California Supreme Court Provides New "Defense" for Sexual Harassment Claims

Also in this issue:

Good News For Employers – Misconduct Amendment to FCRA

In late November, the California Supreme Court delivered a near unanimous decision (written by Justice Kennard with Justice Moreno in concurrence) in the case of State Department of Health Services v. Superior Court, 31 Cal. 4th 1026 (2003), confirming strict liability of employers for the existence of hostile environments in their workplaces, i.e., harassment, but creating a potential bar to the recovery of damages that otherwise could have been afforded the plaintiff, if those damages could have been avoided by prompt notice of the harassment to the employer. This bar can be hurdled if the plaintiff offers appropriate proof that the damages could not have been avoided with "reasonable effort and without undue risk, expense or humiliation." Id. at 1034.

The genesis of the State Department of Health Services case is interesting and instructive. The jumpstart for interest in this approach to a potential affirmative defense under the FEHA began with developments in federal case law, but the State Department of Health Services case diverges from federal holdings and their rationale in light of differences between Title VII (the federal anti-discrimination statute) and the FEHA. In 1998, the United States Supreme Court held, in two companion cases, Burlington Industries, Inc. v. Ellerth, 524 U.S. 742 (1998), and Farragher v. City of Boca Raton, 524 U.S. 775 (1998), that in "hostile work environment" sexual harassment cases not involving a tangible employment action (such as a promotion) brought under Title VII of the Civil Rights Act of 1964 (42 U.S.C. § 2000 et seq.), an employer has an affirmative defense if it can prove "(a) that the employer exercised reasonable care to prevent and correct promptly any sexually harassing behavior, and (b) that the plaintiff unreasonably failed to take advantage of any preventive or corrective opportunities provided by the employer or to avoid harm otherwise." Ellerth, 524 U.S. at 765. The Supreme Court reached this standard relying on principles of agency and vicarious liability as well as the common-law doctrine of avoidable consequences.

The twin holdings in Ellerth and Farragher prompted quick interest and legal comment in California. Employers urged that the defenses be imported into the FEHA, consistent with the long-standing principle of looking to federal case law as authority for the interpretation of the FEHA. See, e.g., Kohler v. Inter-Tel Techs, 244 F.3d 1167 (9th Cir. 2001) (holding in a diversity case interpreting California law that the Ellerth affirmative defense applies to the FEHA).

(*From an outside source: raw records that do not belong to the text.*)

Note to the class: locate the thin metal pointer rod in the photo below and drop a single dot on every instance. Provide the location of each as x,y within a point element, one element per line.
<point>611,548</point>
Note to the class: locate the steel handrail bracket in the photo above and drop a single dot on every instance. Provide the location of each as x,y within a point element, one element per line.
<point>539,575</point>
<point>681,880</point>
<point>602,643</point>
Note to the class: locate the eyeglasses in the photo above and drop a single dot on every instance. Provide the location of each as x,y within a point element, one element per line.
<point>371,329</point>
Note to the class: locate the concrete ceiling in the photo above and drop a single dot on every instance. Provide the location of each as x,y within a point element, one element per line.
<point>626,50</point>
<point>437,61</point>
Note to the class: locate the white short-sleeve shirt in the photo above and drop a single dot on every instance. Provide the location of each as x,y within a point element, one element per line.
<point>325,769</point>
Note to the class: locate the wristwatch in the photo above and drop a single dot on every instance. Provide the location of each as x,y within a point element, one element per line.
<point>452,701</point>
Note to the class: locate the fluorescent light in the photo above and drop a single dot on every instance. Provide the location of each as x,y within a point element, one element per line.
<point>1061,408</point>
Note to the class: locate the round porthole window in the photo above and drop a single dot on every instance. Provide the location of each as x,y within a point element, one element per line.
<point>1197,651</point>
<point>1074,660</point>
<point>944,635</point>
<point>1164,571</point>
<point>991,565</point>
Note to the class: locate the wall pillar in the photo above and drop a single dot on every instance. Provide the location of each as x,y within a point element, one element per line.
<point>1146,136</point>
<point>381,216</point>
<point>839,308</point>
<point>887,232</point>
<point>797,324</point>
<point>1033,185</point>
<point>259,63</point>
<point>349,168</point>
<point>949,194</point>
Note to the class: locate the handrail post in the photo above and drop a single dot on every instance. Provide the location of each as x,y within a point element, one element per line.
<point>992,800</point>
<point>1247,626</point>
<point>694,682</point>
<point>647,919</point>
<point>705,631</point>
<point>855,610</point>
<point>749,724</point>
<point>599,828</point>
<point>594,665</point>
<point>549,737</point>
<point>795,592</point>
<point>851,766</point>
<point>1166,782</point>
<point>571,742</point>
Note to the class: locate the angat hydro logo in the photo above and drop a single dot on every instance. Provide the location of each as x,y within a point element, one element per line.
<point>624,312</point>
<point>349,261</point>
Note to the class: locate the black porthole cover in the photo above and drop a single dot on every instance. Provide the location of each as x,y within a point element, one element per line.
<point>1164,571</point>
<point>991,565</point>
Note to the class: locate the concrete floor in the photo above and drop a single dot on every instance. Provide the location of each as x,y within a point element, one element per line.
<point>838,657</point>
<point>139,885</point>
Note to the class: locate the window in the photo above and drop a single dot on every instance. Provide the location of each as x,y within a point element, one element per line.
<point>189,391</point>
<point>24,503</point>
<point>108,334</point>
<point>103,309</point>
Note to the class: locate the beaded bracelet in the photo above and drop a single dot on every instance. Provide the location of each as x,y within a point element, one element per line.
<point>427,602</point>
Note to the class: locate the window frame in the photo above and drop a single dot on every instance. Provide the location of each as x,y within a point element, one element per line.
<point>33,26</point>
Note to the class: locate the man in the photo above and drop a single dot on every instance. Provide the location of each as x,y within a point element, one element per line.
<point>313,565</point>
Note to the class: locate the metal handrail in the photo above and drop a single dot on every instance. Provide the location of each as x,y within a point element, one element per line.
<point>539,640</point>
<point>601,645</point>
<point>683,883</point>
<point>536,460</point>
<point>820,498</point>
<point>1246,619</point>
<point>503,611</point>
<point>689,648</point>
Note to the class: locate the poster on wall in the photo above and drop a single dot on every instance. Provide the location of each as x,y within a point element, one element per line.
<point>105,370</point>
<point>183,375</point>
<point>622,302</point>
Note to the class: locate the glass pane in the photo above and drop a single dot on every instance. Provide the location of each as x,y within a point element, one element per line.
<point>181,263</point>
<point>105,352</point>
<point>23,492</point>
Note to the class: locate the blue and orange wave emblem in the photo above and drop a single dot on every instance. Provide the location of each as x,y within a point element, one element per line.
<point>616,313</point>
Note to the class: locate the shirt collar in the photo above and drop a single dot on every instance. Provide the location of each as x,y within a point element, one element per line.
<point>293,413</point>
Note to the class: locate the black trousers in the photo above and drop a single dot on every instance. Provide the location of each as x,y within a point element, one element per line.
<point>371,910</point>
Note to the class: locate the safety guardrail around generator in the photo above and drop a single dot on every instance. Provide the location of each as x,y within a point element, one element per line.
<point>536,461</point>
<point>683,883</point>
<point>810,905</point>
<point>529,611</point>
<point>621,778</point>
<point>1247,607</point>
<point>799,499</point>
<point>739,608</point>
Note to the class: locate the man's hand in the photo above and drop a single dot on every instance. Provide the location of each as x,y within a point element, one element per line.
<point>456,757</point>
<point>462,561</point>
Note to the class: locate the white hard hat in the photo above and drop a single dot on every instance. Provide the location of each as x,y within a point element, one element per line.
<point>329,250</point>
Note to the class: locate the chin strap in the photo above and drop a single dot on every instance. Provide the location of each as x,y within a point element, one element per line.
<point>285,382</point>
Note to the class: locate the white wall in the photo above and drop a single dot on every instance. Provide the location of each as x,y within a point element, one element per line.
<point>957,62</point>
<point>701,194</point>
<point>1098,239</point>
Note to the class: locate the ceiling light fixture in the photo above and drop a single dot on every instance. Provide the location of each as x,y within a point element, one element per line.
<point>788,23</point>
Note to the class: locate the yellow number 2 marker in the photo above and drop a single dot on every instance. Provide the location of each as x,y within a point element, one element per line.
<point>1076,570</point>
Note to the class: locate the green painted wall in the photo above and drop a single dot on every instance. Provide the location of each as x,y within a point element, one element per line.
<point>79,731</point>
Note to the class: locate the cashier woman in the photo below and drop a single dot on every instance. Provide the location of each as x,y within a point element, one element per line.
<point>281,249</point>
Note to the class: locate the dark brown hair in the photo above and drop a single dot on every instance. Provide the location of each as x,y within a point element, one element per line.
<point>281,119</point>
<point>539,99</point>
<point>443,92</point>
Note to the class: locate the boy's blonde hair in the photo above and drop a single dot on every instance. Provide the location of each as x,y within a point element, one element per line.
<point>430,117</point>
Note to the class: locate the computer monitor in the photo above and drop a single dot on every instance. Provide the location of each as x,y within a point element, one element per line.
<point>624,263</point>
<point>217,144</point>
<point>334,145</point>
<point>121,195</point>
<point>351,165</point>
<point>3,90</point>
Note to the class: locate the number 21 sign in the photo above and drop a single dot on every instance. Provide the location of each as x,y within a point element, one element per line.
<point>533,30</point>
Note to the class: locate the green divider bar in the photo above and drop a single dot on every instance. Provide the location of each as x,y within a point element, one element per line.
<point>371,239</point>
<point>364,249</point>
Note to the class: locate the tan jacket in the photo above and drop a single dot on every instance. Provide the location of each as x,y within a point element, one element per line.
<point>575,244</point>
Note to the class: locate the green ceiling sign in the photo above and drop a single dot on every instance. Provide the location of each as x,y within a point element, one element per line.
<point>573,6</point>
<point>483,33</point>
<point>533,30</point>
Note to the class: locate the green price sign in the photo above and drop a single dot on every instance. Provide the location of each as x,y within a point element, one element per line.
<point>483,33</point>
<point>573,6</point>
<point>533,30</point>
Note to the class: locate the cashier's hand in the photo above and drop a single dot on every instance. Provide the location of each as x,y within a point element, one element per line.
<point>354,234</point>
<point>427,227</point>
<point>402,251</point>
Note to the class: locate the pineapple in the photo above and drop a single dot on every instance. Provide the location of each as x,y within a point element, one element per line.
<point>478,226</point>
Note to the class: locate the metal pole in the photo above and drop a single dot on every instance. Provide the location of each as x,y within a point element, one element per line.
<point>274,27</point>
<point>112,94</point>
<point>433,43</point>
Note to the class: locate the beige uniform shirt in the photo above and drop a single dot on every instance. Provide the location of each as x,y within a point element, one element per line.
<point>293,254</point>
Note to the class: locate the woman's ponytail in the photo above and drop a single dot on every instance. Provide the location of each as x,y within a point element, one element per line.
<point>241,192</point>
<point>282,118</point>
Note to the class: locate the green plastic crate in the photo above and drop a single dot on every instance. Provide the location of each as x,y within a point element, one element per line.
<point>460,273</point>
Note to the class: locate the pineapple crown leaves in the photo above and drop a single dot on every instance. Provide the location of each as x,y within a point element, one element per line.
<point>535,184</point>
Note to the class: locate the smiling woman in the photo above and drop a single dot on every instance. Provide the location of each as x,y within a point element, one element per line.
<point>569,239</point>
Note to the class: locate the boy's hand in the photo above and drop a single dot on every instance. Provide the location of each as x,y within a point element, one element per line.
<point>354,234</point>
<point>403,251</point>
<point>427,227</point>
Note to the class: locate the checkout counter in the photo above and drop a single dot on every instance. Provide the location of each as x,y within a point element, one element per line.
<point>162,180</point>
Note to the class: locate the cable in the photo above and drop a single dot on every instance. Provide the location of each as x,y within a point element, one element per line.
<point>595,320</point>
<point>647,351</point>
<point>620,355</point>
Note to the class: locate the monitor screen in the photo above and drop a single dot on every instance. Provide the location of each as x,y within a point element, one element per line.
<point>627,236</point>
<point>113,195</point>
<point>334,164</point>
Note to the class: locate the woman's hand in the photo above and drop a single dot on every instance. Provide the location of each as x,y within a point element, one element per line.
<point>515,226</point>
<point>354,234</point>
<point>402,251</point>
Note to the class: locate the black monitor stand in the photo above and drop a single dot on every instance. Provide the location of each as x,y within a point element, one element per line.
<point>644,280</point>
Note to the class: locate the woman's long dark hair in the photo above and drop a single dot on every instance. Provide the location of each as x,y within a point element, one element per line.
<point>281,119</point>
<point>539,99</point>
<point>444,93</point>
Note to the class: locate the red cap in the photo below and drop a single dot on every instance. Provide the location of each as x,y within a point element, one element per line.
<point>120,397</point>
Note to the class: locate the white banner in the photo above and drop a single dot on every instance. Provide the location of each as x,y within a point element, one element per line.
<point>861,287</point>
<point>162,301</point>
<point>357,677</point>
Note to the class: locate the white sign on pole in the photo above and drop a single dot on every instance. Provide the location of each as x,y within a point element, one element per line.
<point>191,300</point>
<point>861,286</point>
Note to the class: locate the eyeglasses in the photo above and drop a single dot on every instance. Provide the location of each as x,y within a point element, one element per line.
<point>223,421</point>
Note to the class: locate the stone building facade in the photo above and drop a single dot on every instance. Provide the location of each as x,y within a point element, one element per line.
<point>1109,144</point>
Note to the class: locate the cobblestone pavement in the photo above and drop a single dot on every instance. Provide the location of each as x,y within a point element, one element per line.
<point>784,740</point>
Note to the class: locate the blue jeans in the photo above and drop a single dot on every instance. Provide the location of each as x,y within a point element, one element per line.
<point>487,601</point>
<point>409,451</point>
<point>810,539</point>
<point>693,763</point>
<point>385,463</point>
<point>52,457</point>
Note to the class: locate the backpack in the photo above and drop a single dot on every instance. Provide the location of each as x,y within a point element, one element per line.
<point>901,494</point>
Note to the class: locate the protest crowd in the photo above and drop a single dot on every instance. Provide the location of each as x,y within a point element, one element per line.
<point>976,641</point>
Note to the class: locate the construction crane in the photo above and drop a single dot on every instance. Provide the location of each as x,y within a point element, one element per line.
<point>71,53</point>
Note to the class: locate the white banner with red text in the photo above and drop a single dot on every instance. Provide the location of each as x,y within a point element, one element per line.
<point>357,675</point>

There were, however, several problems with the wholesale importation of the Ellerth affirmative defense into the FEHA statutory scheme. First, in very important ways, the two anti-discrimination statutes are not alike with regard to the language that supports the respective claims for hostile workplace harassment. Title VII language only contains generic prohibitions against "employment discrimination." It does not explicitly mention harassment as a form of discrimination, nor does it refer to any standard of culpability required before employers are held responsible for the conduct of their supervisory personnel. Rather, under federal law, sexual harassment is a claim created by case law. See, e.g., Meritor Savings Bank, FSB v. Vinson, 477 U.S. 57 (1986). The absence of both a statutory definition of harassment and an explicit reference to a standard of liability gave the United States Supreme Court the latitude to infer, under general interpretative principles, the appropriateness of the Ellerth affirmative defense. This defense "rewarded" employers who adopted and disseminated effective anti-harassment programs, and recognized the policy upon which the doctrine of avoidable consequences is premised: Plaintiff bears some responsibility to act reasonably to avoid either the liability or the mounting damages from continuing harassment. See Employment Law Commentaries, "Win One, Lose One: A New Defense for California", September 2001, and "A Modest Expansion of Employee Rights: The New California Employment Legislation Effective January 1, 2002", December 2001.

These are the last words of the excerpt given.